An LED was prepared in the same manner as in Example 1 except that vapor deposition was performed at 4 μm. This LED has the same Vf at If20mA.
It achieved the same value as 3.2V, and it was the same as the LED of Example 1 in the luminous intensity, the emission output, the change in Vf after 1000 hours, and the wire pulling test.

[Embodiment 3] When the p electrode 99 is formed, p
LED in the same manner as in Example 1 except that Mg is deposited in the order of 0.05 μm from the layer side and Ni is deposited on the Mg at 0.5 μm.
And This LED also achieved Vf3.2V at If20mA, and the luminous intensity and the light emission output were almost the same as those in Example 1, but the Vf after 1000 hours was 3.
It was 4V. Further, in the wire pull test, the ball was peeled from the p layer before the gold wire was cut.

[Embodiment 4] When the p electrode 99 is formed, p
Example 1 except that Mg is vapor-deposited to a layer thickness of 0.5 μm.
In the same manner as above, an LED was prepared. This LED is If20mA
Vf of 3.3 V was achieved, and the luminous intensity and the emission output were almost the same as in Example 1. Furthermore, Vf after 1000 hours was 3.5V. Also, in the wire pull test, as in Example 3, the ball was peeled off from the p layer before the gold wire was cut.

[0021]

As described above, in the gallium nitride-based compound semiconductor device of the present invention, the electrode in contact with the p-layer is made of Mg capable of obtaining a good ohmic contact, so that a highly efficient device with reduced Vf can be realized. . Further, in order to obtain ohmic contact with Mg and prevent the oxidation of Mg, it is possible to improve the life of the element by adding Mg to another metal that is difficult to oxidize to form an alloy. Among them, Au and Ni are very suitable materials without damaging ohmic contact.

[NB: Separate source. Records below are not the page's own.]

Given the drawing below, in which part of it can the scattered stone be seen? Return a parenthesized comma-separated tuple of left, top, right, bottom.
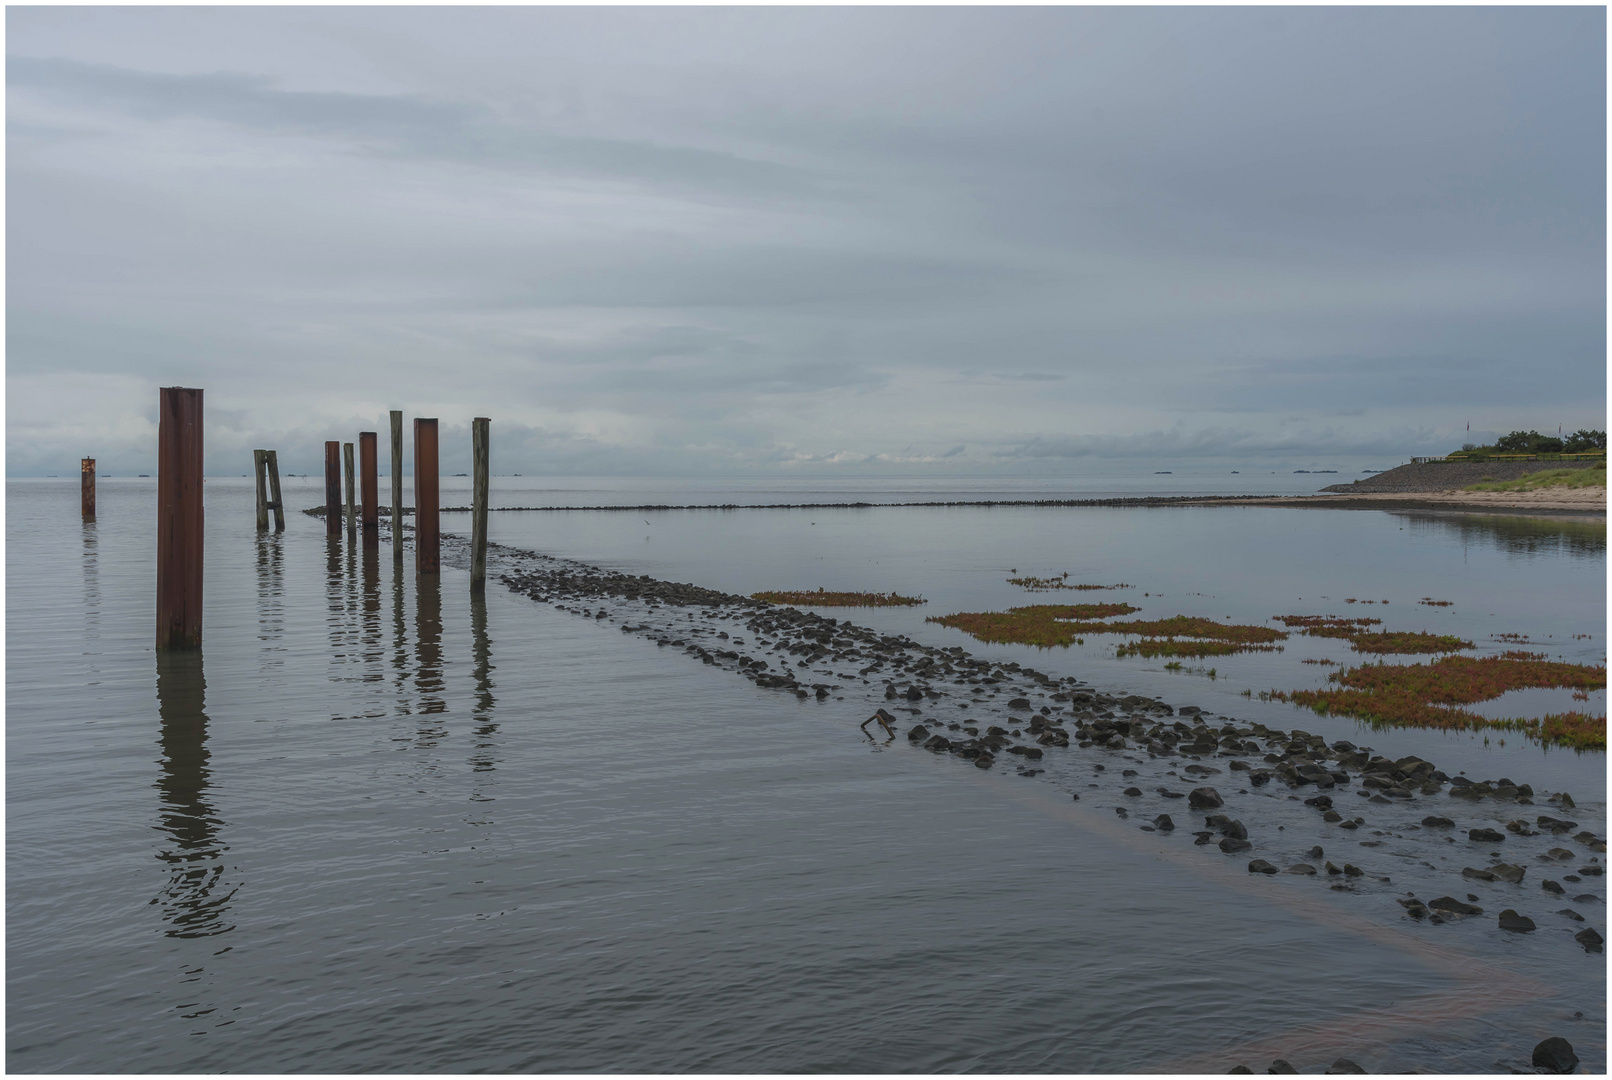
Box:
(1124, 787, 1142, 797)
(1343, 863, 1363, 877)
(1398, 898, 1430, 919)
(1532, 1037, 1578, 1073)
(1497, 908, 1535, 932)
(1574, 927, 1603, 952)
(1306, 846, 1324, 859)
(1229, 1068, 1253, 1075)
(1462, 867, 1498, 882)
(1249, 859, 1278, 875)
(1322, 811, 1342, 823)
(1557, 908, 1584, 921)
(1285, 864, 1318, 876)
(1153, 814, 1175, 831)
(1547, 848, 1576, 861)
(1114, 807, 1128, 819)
(1469, 827, 1505, 843)
(1220, 837, 1253, 854)
(1421, 816, 1454, 828)
(1326, 861, 1343, 875)
(1428, 896, 1482, 915)
(1325, 1058, 1366, 1074)
(1268, 1059, 1297, 1074)
(1188, 787, 1224, 809)
(1543, 880, 1566, 895)
(1491, 863, 1526, 884)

Further, Au can enhance the adhesive force with the ball when wire-bonding the p electrode, and can enhance the reliability of the device.

[Brief description of drawings]

FIG. 1 is a schematic cross-sectional view showing the structure of a conventional gallium nitride-based compound semiconductor device.

FIG. 2 is a schematic cross-sectional view showing an electrode portion of an element of an embodiment of the present invention in an enlarged manner.

FIG. 3 is a diagram showing current-voltage characteristics of a p-electrode used in the device of the present invention.

[Explanation of symbols]

 7 ... p-type GaN layer 10 ... ball 99 ... p electrode

Claims (2)

[Claims] 1. A gallium nitride-based compound semiconductor device having a p-type gallium nitride-based compound semiconductor layer and an electrode formed on the semiconductor layer, wherein the electrode of the p-type layer is:
A gallium nitride-based compound semiconductor device, characterized in that magnesium (Mg) or an alloy containing at least Mg is used on the side in contact with the p-type layer. 2. The electrode of the p-type layer is made of magnesium (M
g) or on the surface of the alloy containing Mg, gold (Au)
The gallium nitride-based compound semiconductor device according to claim 1, wherein the gallium nitride-based compound semiconductor device has at least a two-layer structure in which the above are stacked.